The cardiovascular benefits apparent with semaglutide, albeit with low-certainty evidence, align with prior cardiovascular outcome trials, meriting further investigation. Tirzepatide’s effects on cardiovascular outcomes remain uncertain due to limited long-term data. The consistency of the QoL data suggests pharmacotherapy improves weight but may not translate to measurable quality of life improvements, perhaps reflecting multidimensional QoL determinants beyond weight alone.

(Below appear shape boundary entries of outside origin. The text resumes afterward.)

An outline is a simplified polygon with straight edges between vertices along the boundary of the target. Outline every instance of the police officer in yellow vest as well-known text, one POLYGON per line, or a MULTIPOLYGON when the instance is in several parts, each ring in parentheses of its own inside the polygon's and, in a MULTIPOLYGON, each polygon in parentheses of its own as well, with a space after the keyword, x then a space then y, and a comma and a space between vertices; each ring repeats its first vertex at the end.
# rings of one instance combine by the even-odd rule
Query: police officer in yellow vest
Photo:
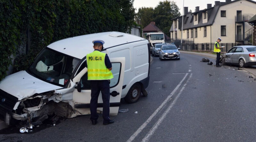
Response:
POLYGON ((217 53, 217 57, 216 59, 216 67, 220 67, 221 66, 220 65, 220 49, 222 47, 220 47, 219 43, 221 41, 221 39, 220 38, 218 38, 217 41, 215 42, 213 52, 217 53))
POLYGON ((109 118, 109 81, 113 77, 111 71, 112 65, 108 55, 100 52, 103 49, 104 41, 97 40, 92 43, 94 50, 86 55, 88 80, 91 80, 90 119, 92 125, 97 123, 99 117, 97 110, 98 98, 101 91, 103 101, 103 124, 107 125, 114 123, 114 121, 109 118))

A key limitation of all evidence is the predominant industry funding, raising concerns regarding reporting bias and influencing study design or publication. Furthermore, the underrepresentation of diverse populations limits generalizability.
Conclusions
Among pharmacotherapies for obesity assessed via Cochrane systematic reviews, tirzepatide demonstrates the greatest weight reduction efficacy sustained over extended duration, surpassing semaglutide and liraglutide. Semaglutide also shows significant and sustained weight loss with compelling evidence quality, while liraglutide’s effects are more modest. Safety profiles are acceptable but warrant vigilance given increased minor adverse events and uncertainty around serious events. Cardiovascular and mortality benefits are more evident with semaglutide, though evidence remains inconclusive.
Clinicians should consider individual patient factors, treatment goals, and tolerability when selecting agents. Further independent, long-term comparative studies in broader populations are essential to elucidate comprehensive benefit-risk profiles and inform guidelines. Transparency regarding conflicts of interest and standardized outcome reporting will enhance evidence reliability.
Funding and Registration
All three Cochrane reviews were funded by the World Health Organization (WHO) and registered prospectively on PROSPERO (CRD420250654193). Studies included in the reviews predominantly received funding or involvement from their respective drug manufacturers.
References
1. Franco JV, et al. Tirzepatide for adults living with obesity. Cochrane Database Syst Rev. 2025;10(10):CD016018.
2. Bracchiglione J, et al. Semaglutide for adults living with obesity. Cochrane Database Syst Rev. 2025;10(10):CD015092.pub2.
3. Meza N, et al. Liraglutide for adults living with obesity. Cochrane Database Syst Rev. 2025;10(10):CD016017.